Decíamos que por primera vez en la historia política del país tenemos una candidata con chances más que serias de ganar (las encuestas hasta ahora vienen difiriendo en porcentajes, o como mucho en estimar posibilidades de segunda vuelta) y así y todo el poder asusta tanto que, si está por tomarlo entre sus manos una mujer, hay que recurrir al entre nos cariñoso del nombre, pero jamás a la seriedad distante del apellido. Pensaba recién, viendo cómo uno de esos afiches de imagen pulida y premeditada contrastaba al caer la noche con los perfiles de dos mujeres que ofrecen sexo por dinero en las calles de Constitución, que en Francia pasó lo mismo. Por uno de esos azares que a una le gustaría contar de a montones pero no, tuve la suerte de estar en París en los últimos días de la campaña de Ségolène Royal. Se venía el ballottage, y de lo único que se hablaba en las calles, en la tele, en la radio, en los diarios, era de las diferencias entre “Ségolène” y “Sarko”. Habrán pensado que quedaba feo llamar al entonces candidato y hoy presidente “Nicolás”, que necesitaban acercarlo al electorado y desacartonarlo, pero sin dejar de mostrar cierta autoridad, y entonces terminaron por acortarle el apellido, tanto partidarios como detractores. Como sea. Lo impactante no era tanto eso como que a ella, a la mujer que en un momento de la campaña tuvo posibilidades realmente fuertes de ganar, sólo se la llamaba por el nombre, y hasta por el diminutivo “Ségo”. De eso, al menos, la senadora candidata se va a salvar.

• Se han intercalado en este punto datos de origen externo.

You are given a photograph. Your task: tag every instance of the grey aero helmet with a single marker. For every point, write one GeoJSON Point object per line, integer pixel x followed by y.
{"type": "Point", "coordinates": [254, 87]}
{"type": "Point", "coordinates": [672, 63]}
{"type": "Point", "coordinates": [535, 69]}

De lo que no se salva ninguna mujer en situación de poder, o más o menos cerca de él, es de tener que recurrir inevitablemente (voluntaria o asesoradamente) a estrategias de persuasión que las vuelva de apariencia mansa, a sonrisas compradoras que revelen cercanía y no seguridad en sí mismas. Si se les escapa una hilacha de ambición, si nadie se aviva de que antes de sacar la foto hay que borrar del plano el más mínimo destello de hambre de poder y —dios no lo quiera— una confianza en que podrán gestionar como cualquiera, a hamacarse. En tiempos de cuerpos sexuados y en oferta constante dele zarandearse en bailes de caños y danzas streaper, la opinión pública y la comunicación política insiste en que mejor no asustar, mejor azuzar una idea de confianza basada en lo sensible, el gesto que contiene y no enfrenta, la sensatez que comprende, no la convicción que desafía. Qué manía, che, esta del eterno femenino. ¿Será verdad que lo eterno no se acaba nunca?